Выбрать главу

Молодая учительница неожиданно отошла от стола и стала ходить между партами. Голос ее звучал то у передних парт, то у задних. Класс забеспокоился, стриженые головы поворачивались, следя за учительницей. Это отвлекало внимание от диктанта.

Методист и профессор переглянулись, и краснощекий услышал приглушенный шепот методиста: «Плохо, очень плохо, во время диктанта ходить нельзя»…

Мальчик бросил на Анну Федоровну умоляющий взгляд, но она не поняла его. «Плохо, — подумал краснощекий, — ей поставят двойку?» Его личное горе вдруг отодвинулось. Забыв о том, что ему самому грозит двойка за ненаписанный диктант, он вырвал из тетради лист, где стояла только первая фраза диктанта: «Грядущее принадлежит нам». Но лист оторвался неровно, и на нем осталось слово «грядущее». Он торопливо написал на обрывке: «Вовка, передай ей — грядущее — поставят двойку, ходить нельзя».

Он свернул записку и передал на заднюю парту. Записка, как по конвейеру поползла в конец класса и попала в руки старосты. Тот дважды прочел ее: «Вовка, передай ей — грядущее — поставят двойку, ходить нельзя». Что за черт? — подумал он, но тут же понял.

В свою очередь староста вырвал из середины тетради развернутый лист и большими буквами красным карандашом написал: «Ходить нельзя, идите на место». Потом он вынул из-под парты левую ногу и булавкой прикрепил лист к колену.

Проходя между партами и повторяя текст диктанта, учительница вдруг заметила лист бумаги, прикрепленный к брюкам мальчика. Тот смущенно смотрел ей в глаза и показывал на свое колено. Она собралась было сделать ученику замечание, но, прочтя написанное, покраснела и молча прошла к столу.

Все это время краснощекий не сводил глаз с блокнота методиста, где, как иероглифы, темнели таинственные пометки.

Методист перечеркнул красным карандашом какой-то кружочек и рядом поставил маленький крестик.
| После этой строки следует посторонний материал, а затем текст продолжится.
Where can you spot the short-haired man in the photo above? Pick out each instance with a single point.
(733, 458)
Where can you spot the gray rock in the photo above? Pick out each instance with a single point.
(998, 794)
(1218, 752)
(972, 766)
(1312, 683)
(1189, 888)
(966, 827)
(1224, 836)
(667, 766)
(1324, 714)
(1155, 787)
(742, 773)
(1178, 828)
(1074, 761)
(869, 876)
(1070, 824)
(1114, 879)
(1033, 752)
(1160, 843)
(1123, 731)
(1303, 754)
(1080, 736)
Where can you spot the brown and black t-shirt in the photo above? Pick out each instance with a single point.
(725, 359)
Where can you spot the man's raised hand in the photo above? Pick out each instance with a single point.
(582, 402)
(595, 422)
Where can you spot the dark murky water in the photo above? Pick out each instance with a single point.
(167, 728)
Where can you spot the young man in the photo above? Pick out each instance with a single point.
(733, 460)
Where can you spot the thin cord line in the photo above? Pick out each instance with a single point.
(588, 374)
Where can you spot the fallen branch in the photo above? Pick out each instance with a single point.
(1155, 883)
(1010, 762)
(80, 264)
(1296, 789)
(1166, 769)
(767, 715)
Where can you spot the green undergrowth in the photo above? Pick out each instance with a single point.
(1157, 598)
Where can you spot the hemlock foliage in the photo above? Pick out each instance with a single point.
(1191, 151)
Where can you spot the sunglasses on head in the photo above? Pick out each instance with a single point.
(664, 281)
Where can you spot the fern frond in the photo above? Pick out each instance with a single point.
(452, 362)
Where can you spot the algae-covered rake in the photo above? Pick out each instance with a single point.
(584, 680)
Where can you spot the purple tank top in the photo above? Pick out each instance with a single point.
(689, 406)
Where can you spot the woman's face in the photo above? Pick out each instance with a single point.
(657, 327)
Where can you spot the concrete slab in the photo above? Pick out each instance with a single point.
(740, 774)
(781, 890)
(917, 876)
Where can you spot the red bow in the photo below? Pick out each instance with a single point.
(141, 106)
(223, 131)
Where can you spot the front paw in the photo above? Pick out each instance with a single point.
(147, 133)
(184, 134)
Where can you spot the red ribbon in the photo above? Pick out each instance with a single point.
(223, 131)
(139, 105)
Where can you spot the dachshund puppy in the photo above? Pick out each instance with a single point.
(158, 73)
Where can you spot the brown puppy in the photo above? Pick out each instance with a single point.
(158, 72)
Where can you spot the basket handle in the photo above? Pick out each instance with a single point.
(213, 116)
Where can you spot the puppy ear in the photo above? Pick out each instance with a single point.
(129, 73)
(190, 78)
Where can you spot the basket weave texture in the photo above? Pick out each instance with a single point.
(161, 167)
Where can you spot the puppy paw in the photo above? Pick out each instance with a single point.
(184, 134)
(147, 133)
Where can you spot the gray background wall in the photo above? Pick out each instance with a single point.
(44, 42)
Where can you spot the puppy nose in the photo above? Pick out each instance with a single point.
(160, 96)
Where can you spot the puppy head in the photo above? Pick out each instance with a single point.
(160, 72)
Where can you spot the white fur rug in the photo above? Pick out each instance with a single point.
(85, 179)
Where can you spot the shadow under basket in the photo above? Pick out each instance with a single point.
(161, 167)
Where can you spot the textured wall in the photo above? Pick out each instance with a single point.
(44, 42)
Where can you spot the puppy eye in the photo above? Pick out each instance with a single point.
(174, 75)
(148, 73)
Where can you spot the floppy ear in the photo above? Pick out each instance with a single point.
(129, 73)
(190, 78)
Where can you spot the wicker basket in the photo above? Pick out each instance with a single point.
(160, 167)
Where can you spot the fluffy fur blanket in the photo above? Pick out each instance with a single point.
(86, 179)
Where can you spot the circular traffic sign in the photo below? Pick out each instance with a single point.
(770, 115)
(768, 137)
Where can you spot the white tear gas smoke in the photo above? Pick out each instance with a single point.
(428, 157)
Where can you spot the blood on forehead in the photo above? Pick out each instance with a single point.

Краснощекий забыл о грозившей ему двойке, его волновал этот крестик. «Что он означает? — мучительно думал мальчик: — четверка или пятерка?»

В том, что молодой практикантке ни двойки, ни тройки не поставят, он уже был уверен.

На раскопках

[15]

Он энергичным жестом откинул одеяло, спустил ноги на пол и, нагнувшись к уху товарища, прошептал:

— Пойдем? Посмотри, какое голубое безмолвие… Весь лагерь спит.

— Пойдем, — приподнимаясь, ответил товарищ и пошутил: — Боюсь, Володя, что за время наших раскопок ты из инженера-геолога превратишься в поэта.

— В этом нет ничего удивительного — моя профессия близка к поэтической, только рифмы у меня не получаются… Возьми фуфайку, Алан.

— А сам? — спросил Алан.

— Я в кожанке пойду.

Дремотный свет луны сочится сквозь слюдяные оконца палатки. Он падает на две узенькие походные кроватки, вплотную придвинутые к полотняной стене, на металлический ящик, заменяющий двум друзьям и тумбочку, и сейф, и письменный стол.

Товарищи оделись. Володя невысок, плотен, у него темные, с легкой проседью курчавые волосы; Алан худощав и лыс, и товарищи говорят, что от своих древних предков, могучих аланов, он унаследовал только эту раннюю величественную лысину…

Лагерь геологоразведочной партии уже больше трех месяцев занимается раскопками мертвого города.

— Фонарь не забудь, — шепнул Володя, беря палку.

— По какой же тропе тебя повести? — спросил Алан.

— Ну, конечно, по той, о которой ты рассказывал, — ответил Володя. И, выйдя из палатки, восторженно прошептал: — Посмотри, голубое море звезд.

— Море звезд, — таким же восторженным шепотом повторил Алан.

Друзья бесшумно проскользнули мимо белых палаток лагеря, обогнули высокий холм и углубились в темную узкую лощину. Дрожащие лунные тени стелились по дну лощины, повеяло неприветливым холодком.

— Сейчас пройдем эту лощину, поднимемся и попадем в мой фамильный склеп, — шутил Алан, идя впереди товарища.

— Скоро рассвет, — сказал Володя, очарованный безмолвной красотой горной ночи.

— До рассвета вернемся, еще будем храпеть на кроватях, как молодые боги. Не хочу тебе днем показывать эти места, не интересно, — сказал Алан.

— Надо вернуться до приезда Ольги Кондратьевны. Мы преподнесем ей горные фиалки.

вернуться

15

Печатается по тексту сборника «Самое родное». На последней странице черновой рукописи имеется помета: «Дзауджикау. 1951 год. Апрель».